M. Aldridge : Personnellement, je dirais qu'un grand nombre de fonctionnaires désirent très sincèrement, à titre individuel, régler le problème. Cependant, je ne me rappelle pas un seul cas évident où « le gouvernement » a essayé très sincèrement de régler le problème, du moins pas jusqu'à ce que ce comité commence à poser de sérieuses questions. Aujourd'hui, on devine ne serait-ce que l'expression d'un désir de régler le problème.

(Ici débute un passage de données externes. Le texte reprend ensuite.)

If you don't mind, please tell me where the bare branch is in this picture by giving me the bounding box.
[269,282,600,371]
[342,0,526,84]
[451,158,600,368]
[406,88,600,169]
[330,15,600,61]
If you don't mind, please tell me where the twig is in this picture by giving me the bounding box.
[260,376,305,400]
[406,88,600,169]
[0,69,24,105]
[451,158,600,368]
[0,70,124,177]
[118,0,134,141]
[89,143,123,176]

M. Penikett : L'un des problèmes que posent les carrières politiques, c'est qu'elles sont plutôt courtes — même si ce n'est pas le cas au Sénat. Il peut se trouver un ministre, en place durant trois, quatre ou cinq ans, qui parviendra à faire avancer les négociations jusqu'à la veille de l'entente. Quand il arrive, rarement, qu'un ministre soit là pour assister à la conclusion d'une entente, on a alors la démonstration très nette que la volonté politique est payante. Par exemple, à l'époque où il était courant que les négociations s'étalent sur 20 ans pour la plupart des traités du Nord, l'Accord de la Baie James a été conclu en deux ans environ, grâce à une formidable volonté politique, à l'échelon provincial et à l'échelon fédéral.
M. Merritt : Les gouvernements sont de grosses machines compliquées dont on ne peut dire qu'elles sont animées de sentiments perceptibles. Cela étant, la plupart de ceux et de celles avec qui j'ai traité étaient sincères et je ne mets pas cette sincérité en doute.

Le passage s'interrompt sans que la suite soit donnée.